Hekiminize danışmadan ilaç ve tanımadığınız bitkisel tedavi yöntemlerini
kullanmayınız. Memleketimizde bitkisel ilaçların yan tesirinin olmadığı genel
olarak yaygın bir görüştür. Bu görüş doğru değildir. Bilmediğiniz ve
tanımadığınız bitkileri kullanmadan önce mutlaka bu konunun uzmanı olan kişi
veya kuruluşlardan bilgi alınız. Türkiye’de birçok bitkinin yörelere göre
farklı farklı isimleri olduğundan çoğu zaman istenilen doğru bitkiyi elde etmek
veya aldığınız bitkinin doğru bitki olduğundan emin olmak zorlaşmaktadır.
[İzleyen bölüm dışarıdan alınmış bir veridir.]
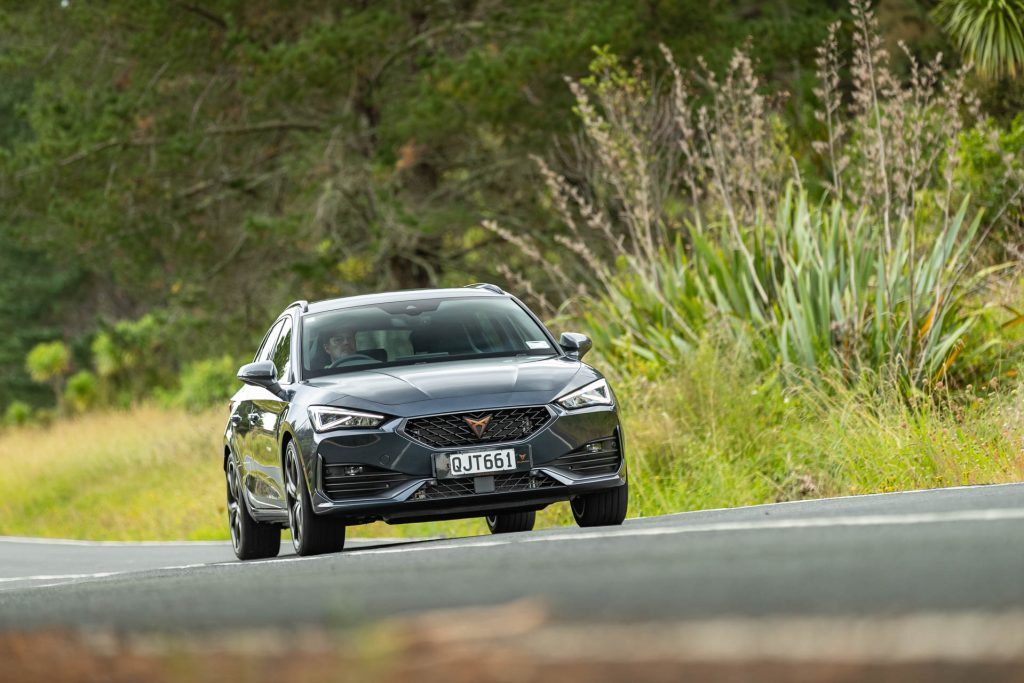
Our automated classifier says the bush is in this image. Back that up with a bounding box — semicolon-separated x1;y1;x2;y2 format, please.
588;187;978;386
65;370;98;413
25;341;71;413
174;355;242;412
3;400;32;427
91;311;175;407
Adaçayı Bademcik ve boğaz enfeksiyonlarına karşı koruyucu:
Yaklaşık bir su bardağı suda bir poşet adaçayı veya bir
tatlı kaşığı taze adaçayı on dakika ağzı kapalı olarak demlenir. Günde iki-üç
defa gargarası yapılır.
Ayrıca, beraberinde bir ay boyunca her gün bir çay bardağı
adaçayı içilir. Demleme süresi tamamlandıktan sonra bitkiyi daha fazla suyunun
içinde bekletmeyiniz, mutlaka süzüp ayırınız. Hazırlanan gargara kırksekiz saat
bozulmadan banyo dolabınızda durabilir.
Önemli Not: Aktarlardan satın alacağınız adaçayı hem çok
daha ucuz hem de amacınıza daha uygun olacaktır.
Adaçayının Zararları veya
Yan Etkileri Nelerdir?
Herhangi bir sağlık sorununda bitkisel droglar sadece tıbbi
onay olması halinde kullanılmalıdır.
Sürekli ve fazla miktarda kullanımdan kaçınılmalıdır.
Mide ve onikiparmak barsak ülserinde, hepatitte ve akut
gastritte adaçayı gibi uçucu yağ içeren bitkilerin kullanılmaması gerekir.
Düşük yapma olasılığını artıran bazı maddeler bulunduğundan
dolayı hamileler kullanmamalıdır.
Anne sütünün salgılanmasını azaltıcı özelliği bulunduğundan
emziren kadınlar kullanmamalıdır.
Bazı kişilerde kan basıncını yükseltebilir.
Küçük çocuklara içirilmesi tavsiye edilmez.
Konsantre adaçayı yağı içilmemelidir.
Adaçayı tarihte zirai ilaç olarak kullanılmıştır. Adaçayı bir parazit kovucu (uzaklaştırıcı) olduğu için adaçayına parazitler, böcekler yaklaşamaz. Antikçağda ve sonraki yüzyıllarda sebze ve tahıl ekilen alanlara adaçayının yaprak ve saplarının zirai ilaç olarak serpilmesinin nedeni de budur.